Serlinguist - a person who is able to address the Real World through thedimensional barriers. I coined the term in honor of one of the greatest in this field - Rod Serling, host and creator of 'The Twilight Zone'. Others with this ability include George Burns, Garry Shandling, the Crypt-Keeper, newscasters, talk show hosts, commercial spokespeople, aerobics instructors and Finger Man.
Tele-version - the Television Universe counterpart to someone from the Real World. Everybody has a tele-version and thanks to 'America's Funniest Home Videos', your tele-version is probably getting hit in the crotch by a rake right now.
Trueniverse - as Blueboy once said on 'Dragnet': "Reality, man! Reality!" This is the world where I (and supposedly you) reside.
\/
[_]
Since then, I rewrote that particular essay and now another version still resides on what's left of my old AOL website. If you want to read and compare that one, (PLUS! You can see what I look like!), just visit this link: http://members.aol.com/Tubeworld/televersion.html.
BCnU!

Tuesday, August 24, 2004

Toob's World is Toobworld

The TV Universe is my version of collecting tin foil: a minor hobby that has been growing larger than I can control!

I like to look for the type of TV trivia that can help me link various TV shows together so that eventually they're all sharing the same universe.
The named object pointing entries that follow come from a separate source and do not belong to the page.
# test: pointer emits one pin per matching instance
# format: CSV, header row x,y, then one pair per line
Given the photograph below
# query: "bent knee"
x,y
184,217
It doesn't matter if it's a cop drama or a sitcom or a cartoon or a mini-series or a Western or a space opera or even a commercial; it's my take that everything we see on TV shares the same alternate universe.

Sure, there are a lot of obvious links - the crossovers and the spinoffs that are actually designed by the producers to help boost ratings. (I know a guy who has an excellent web-site about these official crossovers. You can find his research at:
http://www.poobala.com/crossoverlist.html )

I look for thematic crossovers as well - certain situations, locations, products, and characters which can bind shows together. As I continue with this blog, I'll elaborate on that topic, as well as post what "crossovers" I've found so far this year, entrants into the Crossover Hall of Fame, and what crossovers I'd like to see.

And as you watch TV, let me know whenever you might find a possible crossover that might be of interest!

In the meantime, here's another link for a website that helps to build the TV Universe:
TV ACRES
http://www.tvacres.com/toc_tv_acres.htm

BCnU!

Making my fall premiere......

Well, here I am.... have no idea what that Shoe Hand has pushed me into, but let's see what may be on the horizon for this new attempt at a web presence for Toobworld........

I'll just be getting my feet wet right now, dipping the toes actually. I'll see later what I might come up with for content.